The men's team sabre was one of eight fencing events on the fencing at the 1972 Summer Olympics programme. It was the fourteenth appearance of the event. The competition was held from September 3 to 4, 1972. 63 fencers from 13 nations competed.

Rosters

Results

Round 1

Round 1 Pool A 

Romania and Hungary each defeated Bulgaria, 11–5 and 12–4, respectively. The two victors then faced off. Hungary won 9–3.

Round 1 Pool B 

Cuba and France each defeated the United States, 9–7 and 11–5, respectively. The two victors then faced off. France won 9–5.

Round 1 Pool C 

The Soviet Union and Italy each defeated Great Britain, 10–6 and 13–3, respectively. The two victors then faced off.

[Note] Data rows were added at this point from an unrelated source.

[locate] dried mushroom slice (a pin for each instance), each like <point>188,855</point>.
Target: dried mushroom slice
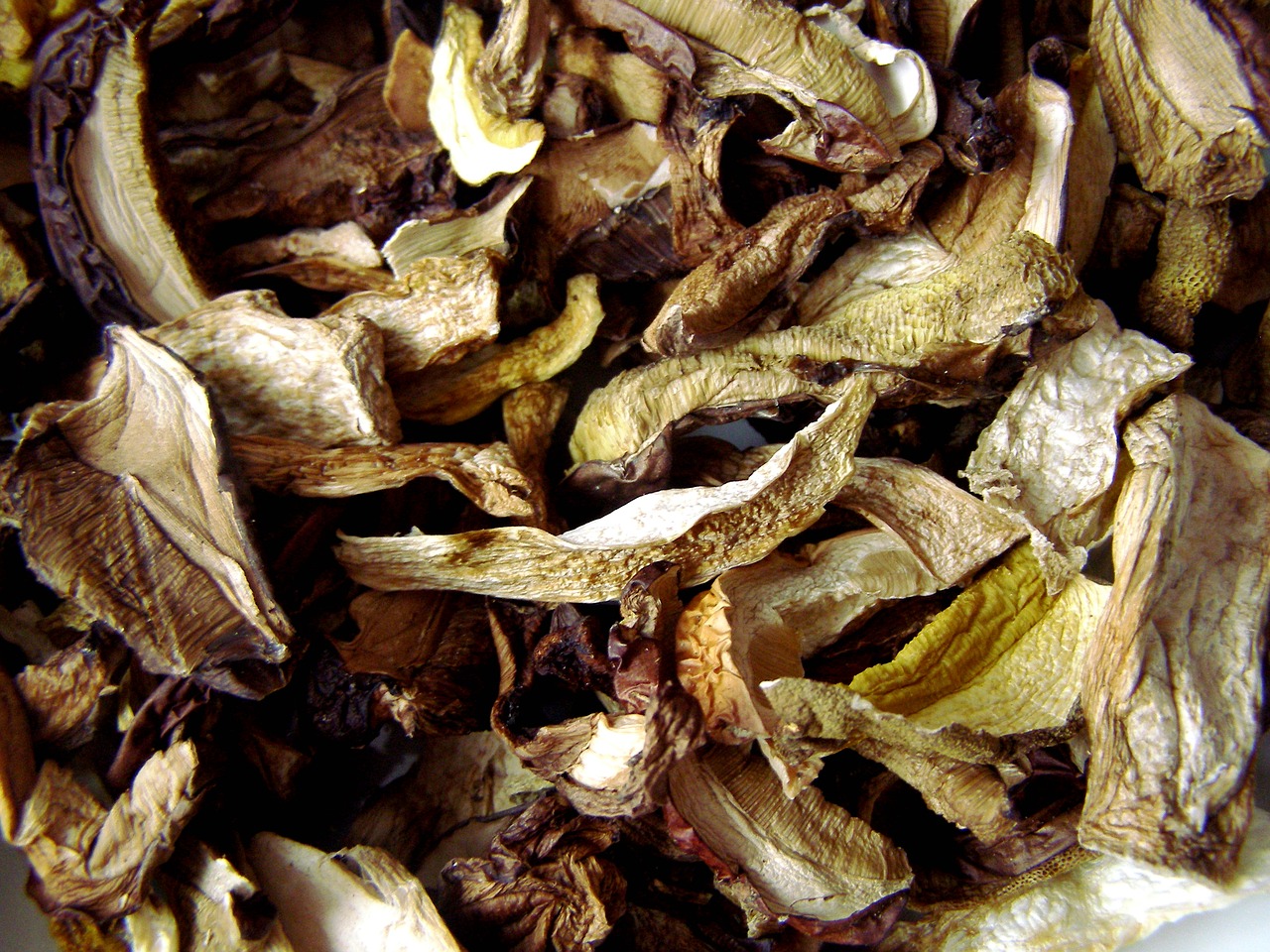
<point>96,176</point>
<point>1082,901</point>
<point>17,758</point>
<point>64,694</point>
<point>353,898</point>
<point>951,532</point>
<point>213,904</point>
<point>463,789</point>
<point>1196,250</point>
<point>1028,194</point>
<point>485,474</point>
<point>544,885</point>
<point>711,304</point>
<point>629,416</point>
<point>806,862</point>
<point>844,123</point>
<point>123,503</point>
<point>703,530</point>
<point>483,227</point>
<point>348,163</point>
<point>1091,163</point>
<point>1185,98</point>
<point>439,311</point>
<point>960,318</point>
<point>100,861</point>
<point>1052,453</point>
<point>481,144</point>
<point>1180,645</point>
<point>993,675</point>
<point>318,381</point>
<point>456,394</point>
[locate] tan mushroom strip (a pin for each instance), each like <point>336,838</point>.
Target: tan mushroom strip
<point>1029,193</point>
<point>1173,687</point>
<point>123,503</point>
<point>702,530</point>
<point>1196,250</point>
<point>100,861</point>
<point>436,312</point>
<point>708,307</point>
<point>457,394</point>
<point>486,475</point>
<point>993,675</point>
<point>949,326</point>
<point>354,898</point>
<point>767,39</point>
<point>17,758</point>
<point>1086,901</point>
<point>318,381</point>
<point>481,144</point>
<point>96,177</point>
<point>806,862</point>
<point>1189,103</point>
<point>1052,453</point>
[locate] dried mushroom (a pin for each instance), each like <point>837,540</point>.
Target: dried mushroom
<point>665,475</point>
<point>159,511</point>
<point>1167,654</point>
<point>1191,105</point>
<point>100,861</point>
<point>318,381</point>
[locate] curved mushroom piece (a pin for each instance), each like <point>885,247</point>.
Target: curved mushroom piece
<point>99,190</point>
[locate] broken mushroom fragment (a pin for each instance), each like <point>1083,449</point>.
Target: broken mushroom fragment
<point>100,861</point>
<point>439,311</point>
<point>96,176</point>
<point>17,760</point>
<point>318,381</point>
<point>804,862</point>
<point>1185,95</point>
<point>123,503</point>
<point>703,530</point>
<point>458,393</point>
<point>1173,680</point>
<point>481,144</point>
<point>1052,453</point>
<point>485,474</point>
<point>347,901</point>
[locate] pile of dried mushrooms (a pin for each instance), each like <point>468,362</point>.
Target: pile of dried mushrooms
<point>681,475</point>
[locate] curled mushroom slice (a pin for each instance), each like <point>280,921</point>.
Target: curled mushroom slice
<point>1187,99</point>
<point>457,235</point>
<point>952,699</point>
<point>1052,453</point>
<point>17,758</point>
<point>1196,250</point>
<point>703,530</point>
<point>1029,193</point>
<point>439,311</point>
<point>711,304</point>
<point>844,123</point>
<point>485,474</point>
<point>481,144</point>
<point>100,861</point>
<point>344,901</point>
<point>1084,901</point>
<point>951,532</point>
<point>1180,645</point>
<point>99,190</point>
<point>318,381</point>
<point>123,502</point>
<point>803,862</point>
<point>458,393</point>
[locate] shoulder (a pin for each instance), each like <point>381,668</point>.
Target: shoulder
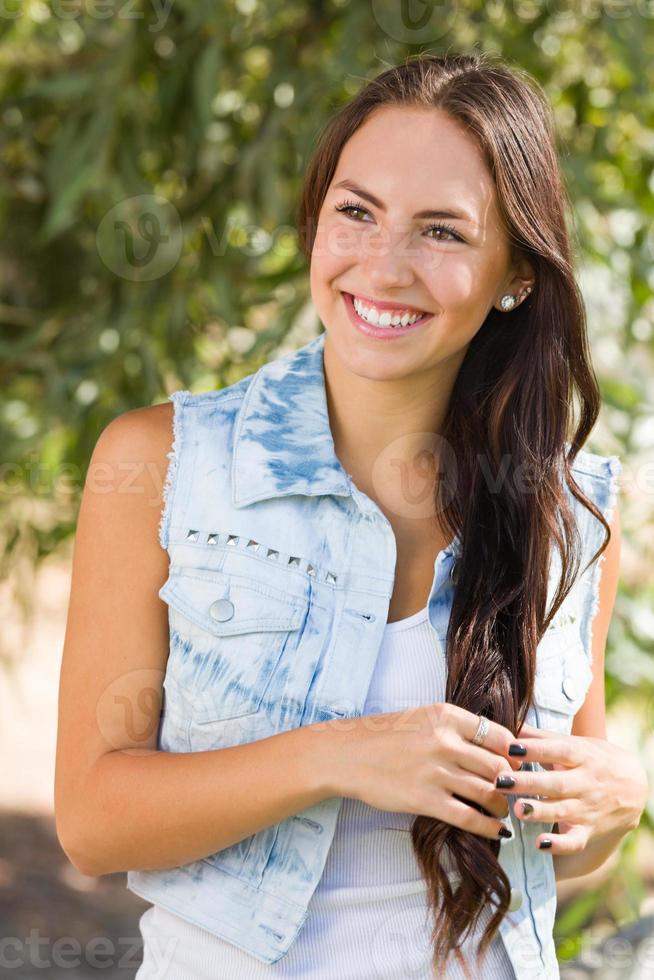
<point>602,468</point>
<point>140,434</point>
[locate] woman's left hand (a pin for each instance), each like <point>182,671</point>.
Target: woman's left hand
<point>593,789</point>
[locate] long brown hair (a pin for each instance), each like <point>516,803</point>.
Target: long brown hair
<point>512,401</point>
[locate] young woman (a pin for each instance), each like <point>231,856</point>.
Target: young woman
<point>294,673</point>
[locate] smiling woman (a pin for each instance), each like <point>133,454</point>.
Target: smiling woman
<point>382,559</point>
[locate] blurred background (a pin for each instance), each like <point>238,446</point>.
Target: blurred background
<point>151,155</point>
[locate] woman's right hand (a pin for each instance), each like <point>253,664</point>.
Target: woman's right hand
<point>415,761</point>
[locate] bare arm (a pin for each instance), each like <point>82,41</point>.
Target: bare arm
<point>161,809</point>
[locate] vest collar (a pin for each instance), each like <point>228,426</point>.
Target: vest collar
<point>282,439</point>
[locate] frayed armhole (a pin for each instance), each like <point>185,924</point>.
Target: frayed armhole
<point>170,482</point>
<point>613,468</point>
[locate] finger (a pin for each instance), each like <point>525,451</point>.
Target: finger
<point>574,839</point>
<point>479,791</point>
<point>557,784</point>
<point>478,761</point>
<point>566,750</point>
<point>548,811</point>
<point>468,818</point>
<point>496,741</point>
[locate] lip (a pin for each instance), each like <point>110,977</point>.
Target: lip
<point>383,305</point>
<point>380,333</point>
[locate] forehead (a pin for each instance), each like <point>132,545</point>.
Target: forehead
<point>414,158</point>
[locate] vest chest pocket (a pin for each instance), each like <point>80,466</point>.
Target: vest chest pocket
<point>563,677</point>
<point>227,636</point>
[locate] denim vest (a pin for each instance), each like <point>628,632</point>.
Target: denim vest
<point>280,578</point>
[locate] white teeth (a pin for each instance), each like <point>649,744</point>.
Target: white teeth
<point>385,318</point>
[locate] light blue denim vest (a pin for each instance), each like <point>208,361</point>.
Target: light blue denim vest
<point>281,573</point>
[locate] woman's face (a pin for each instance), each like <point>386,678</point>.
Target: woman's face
<point>410,160</point>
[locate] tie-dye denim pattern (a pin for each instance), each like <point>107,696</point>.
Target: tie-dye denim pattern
<point>280,577</point>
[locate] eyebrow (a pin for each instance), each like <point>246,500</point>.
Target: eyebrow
<point>457,215</point>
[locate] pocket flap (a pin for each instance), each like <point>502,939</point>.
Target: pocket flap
<point>226,605</point>
<point>561,683</point>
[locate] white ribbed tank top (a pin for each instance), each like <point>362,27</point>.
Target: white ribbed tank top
<point>368,915</point>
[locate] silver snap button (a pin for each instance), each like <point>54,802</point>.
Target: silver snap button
<point>570,688</point>
<point>221,610</point>
<point>516,899</point>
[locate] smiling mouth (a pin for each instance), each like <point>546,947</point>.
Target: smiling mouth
<point>396,318</point>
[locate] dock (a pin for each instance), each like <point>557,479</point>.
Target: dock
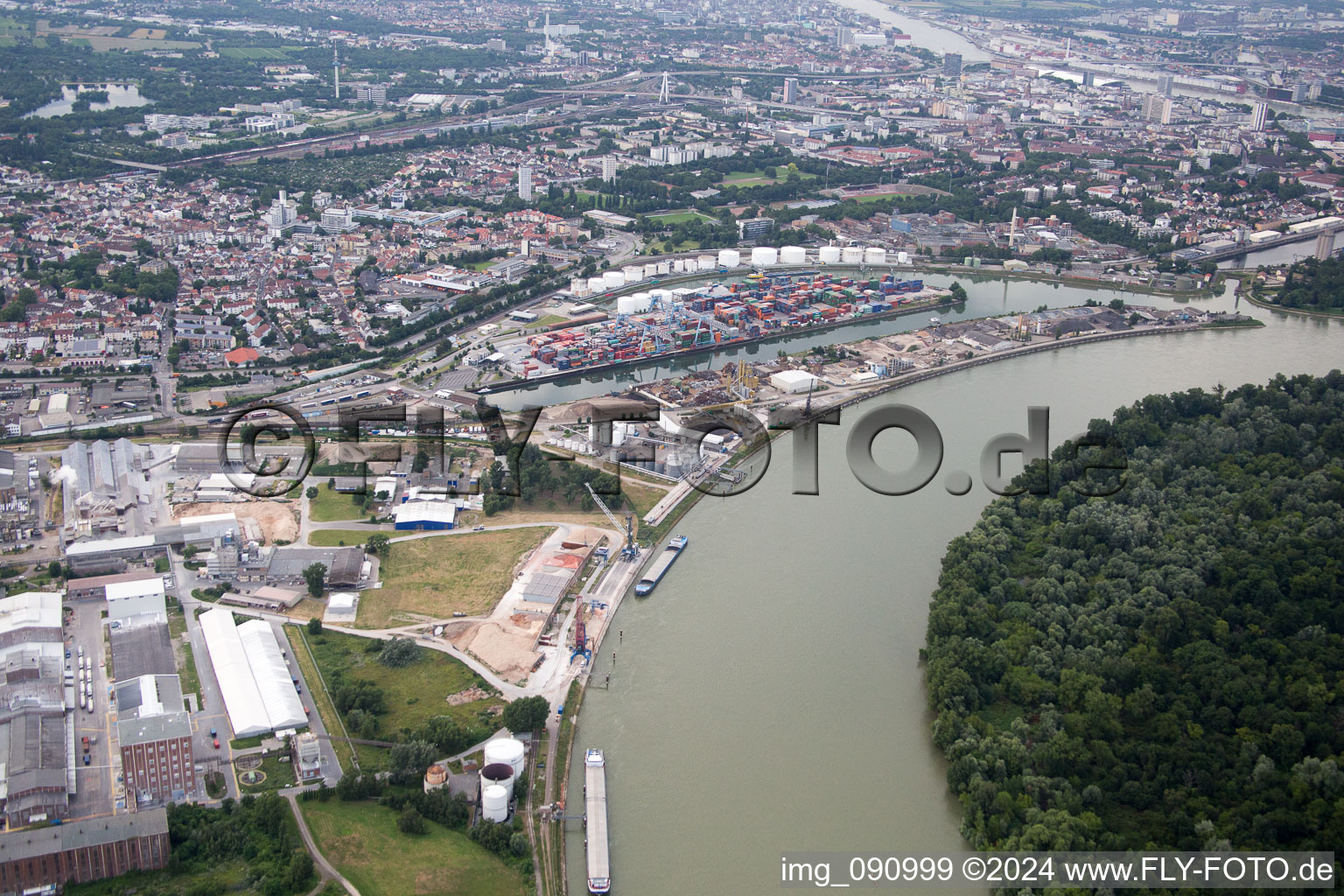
<point>594,794</point>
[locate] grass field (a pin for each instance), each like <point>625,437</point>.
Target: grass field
<point>679,216</point>
<point>363,843</point>
<point>253,52</point>
<point>332,507</point>
<point>339,537</point>
<point>413,693</point>
<point>441,575</point>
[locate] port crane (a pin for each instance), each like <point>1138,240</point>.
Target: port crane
<point>631,551</point>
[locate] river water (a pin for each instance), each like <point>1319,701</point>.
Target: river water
<point>767,696</point>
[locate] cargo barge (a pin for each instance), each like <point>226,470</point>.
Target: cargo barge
<point>594,795</point>
<point>669,554</point>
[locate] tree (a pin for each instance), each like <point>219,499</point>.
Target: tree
<point>315,575</point>
<point>408,760</point>
<point>398,653</point>
<point>526,713</point>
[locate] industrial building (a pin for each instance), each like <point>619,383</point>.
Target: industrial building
<point>100,484</point>
<point>257,688</point>
<point>95,587</point>
<point>153,731</point>
<point>136,601</point>
<point>425,514</point>
<point>84,850</point>
<point>37,735</point>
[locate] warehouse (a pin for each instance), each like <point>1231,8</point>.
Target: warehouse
<point>794,382</point>
<point>425,514</point>
<point>253,680</point>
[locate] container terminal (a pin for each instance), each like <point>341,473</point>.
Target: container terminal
<point>594,795</point>
<point>663,323</point>
<point>660,566</point>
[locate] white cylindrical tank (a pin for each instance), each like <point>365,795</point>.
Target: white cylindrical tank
<point>495,803</point>
<point>507,750</point>
<point>499,774</point>
<point>765,256</point>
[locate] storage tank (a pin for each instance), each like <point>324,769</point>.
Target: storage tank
<point>499,773</point>
<point>765,256</point>
<point>507,750</point>
<point>495,803</point>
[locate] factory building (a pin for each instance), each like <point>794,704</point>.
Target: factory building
<point>153,731</point>
<point>253,677</point>
<point>425,514</point>
<point>80,852</point>
<point>34,739</point>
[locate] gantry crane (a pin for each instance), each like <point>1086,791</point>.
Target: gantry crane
<point>631,551</point>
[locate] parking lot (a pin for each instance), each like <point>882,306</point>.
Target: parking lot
<point>97,785</point>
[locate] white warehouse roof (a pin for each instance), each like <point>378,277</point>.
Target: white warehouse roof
<point>246,675</point>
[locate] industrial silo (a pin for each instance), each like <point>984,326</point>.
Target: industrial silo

The Soviet Union won 9–7.

Round 1 Pool D 

In the first set of matches, West Germany defeated Switzerland and Poland prevailed over Austria, both 12–4. In the second, West Germany and Austria drew 8–8 (with 57 touches apiece) and Poland won over Switzerland 12–4. In the third round, Poland defeated West Germany 11–5 to secure first place while Austria and Switzerland drew at 8–8 (61 touches apiece), keeping Austria in third place and allowing West Germany to advance in second.

Elimination rounds 

The final was a rematch of the preliminary round match between the Soviet Union (which had won) and Italy. In this second meeting, Italy won the gold medal by defeating the Soviets 9–5.